À la sortie de la première édition du livre en 2010, Philippe Lançon écrivait : « Bayamack-tam est un réjouissant écrivain dégénéré. Elle défait les catégories et les meilleurs sentiments. Elle le fait en écrivant des zones où les femmes sont aussi des hommes, les hommes des femmes, les Noirs des Blancs, les Blancs des Noirs, les enfants des adultes et vice-versa, les humains des animaux, bref, des lieux où ce qu'on prenait pour acquis, sous les termes génériques de nature ou de morale, est remis en cause par la vie. »
À l'abordage ! peut se lire comme une réécriture du Triomphe de l'amour de Marivaux, mais c'est aussi le pendant symétrique d'Arcadie, roman publié en 2018. Chez Marivaux, le philosophe Hermocrate a édifié sa petite communauté autour du refus de l'amour et de la mixité, alors que dans le roman, Arcady prêche l'amour libre et le désir sans entraves - mais dans l'un et l'autre cas, c'est une très jeune fille qui vient éprouver, ridiculiser et in fine pulvériser, l'idéologie et la rhétorique ambiantes.
À L'Abordage ! reprend scrupuleusement la distribution de la pièce de Marivaux, il en reprend aussi le découpage et la scansion, cette alternance d'aveux, de refus et de fausses confidences qui conduit à la victoire annoncée de l'amour.
Mais là où Marivaux situe l'intrigue dans une Grèce antique conventionnelle, À L'Abordage ! se situe résolument dans notre présent le plus contemporain, débarrassé des anachronismes, et en résonance avec des problématiques très actuelles. Le travestissement de Sasha (Phocion chez Marivaux) en garçon est davantage qu'un stratagème : il introduit un trouble dans le genre et contribue à déglinguer la machine matrimoniale propre à la comédie classique. Le dénouement, loin d'arrêter le mariage des seuls jeunes premiers comme chez Marivaux, ouvre sur un mariage pour tous, festif et féérique, encourage le désir transgénérationnel, et se conclut sur une marche des fiertés jouissive et spectaculaire. L'amour triomphe de tout : du dogmatisme sénile d'Hermocrate, mais aussi des inhibitions, des traditions, des préjugés, des normes...

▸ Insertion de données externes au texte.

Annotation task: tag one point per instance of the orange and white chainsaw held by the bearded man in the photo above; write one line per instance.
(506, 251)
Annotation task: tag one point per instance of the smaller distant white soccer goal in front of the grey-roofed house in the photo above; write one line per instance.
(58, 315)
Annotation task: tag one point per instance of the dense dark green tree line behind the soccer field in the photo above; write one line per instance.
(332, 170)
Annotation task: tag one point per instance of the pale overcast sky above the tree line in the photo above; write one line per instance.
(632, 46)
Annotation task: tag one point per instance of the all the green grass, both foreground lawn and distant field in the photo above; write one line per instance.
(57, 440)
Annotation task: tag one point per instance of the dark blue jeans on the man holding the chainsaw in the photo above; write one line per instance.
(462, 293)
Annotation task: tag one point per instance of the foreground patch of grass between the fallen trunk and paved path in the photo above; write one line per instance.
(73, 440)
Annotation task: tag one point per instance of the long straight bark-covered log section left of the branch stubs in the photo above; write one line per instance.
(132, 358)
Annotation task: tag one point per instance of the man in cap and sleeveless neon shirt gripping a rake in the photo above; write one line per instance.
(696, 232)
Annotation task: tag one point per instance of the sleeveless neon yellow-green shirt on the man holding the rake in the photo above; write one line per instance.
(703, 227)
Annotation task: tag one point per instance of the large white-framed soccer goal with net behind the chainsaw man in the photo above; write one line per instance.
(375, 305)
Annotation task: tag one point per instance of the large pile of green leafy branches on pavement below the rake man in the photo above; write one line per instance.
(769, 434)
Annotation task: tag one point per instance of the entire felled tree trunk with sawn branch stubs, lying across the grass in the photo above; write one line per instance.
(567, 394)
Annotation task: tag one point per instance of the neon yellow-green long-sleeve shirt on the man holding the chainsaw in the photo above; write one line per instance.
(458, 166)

La pièce a été créée et jouée en septembre et octobre derniers, avant le confinement, au Théâtre de la Tempête à Paris, dans une mise en scène de Clément Poirée. Reprise à La Tempête du 7 au 12 décembre 21 puis dans la banlieue parisienne (Rungis, Kremlin-Bicêtre, Saint-Cloud, Fontainebleau, Fontenay-aux-Roses, Rueil Malmaison, Maison Alfort, Corbeil-Essonnes), et en province toute l'année 22 (Lannion, Viré, Toulouse, Istres, Draguignan, Amiens...).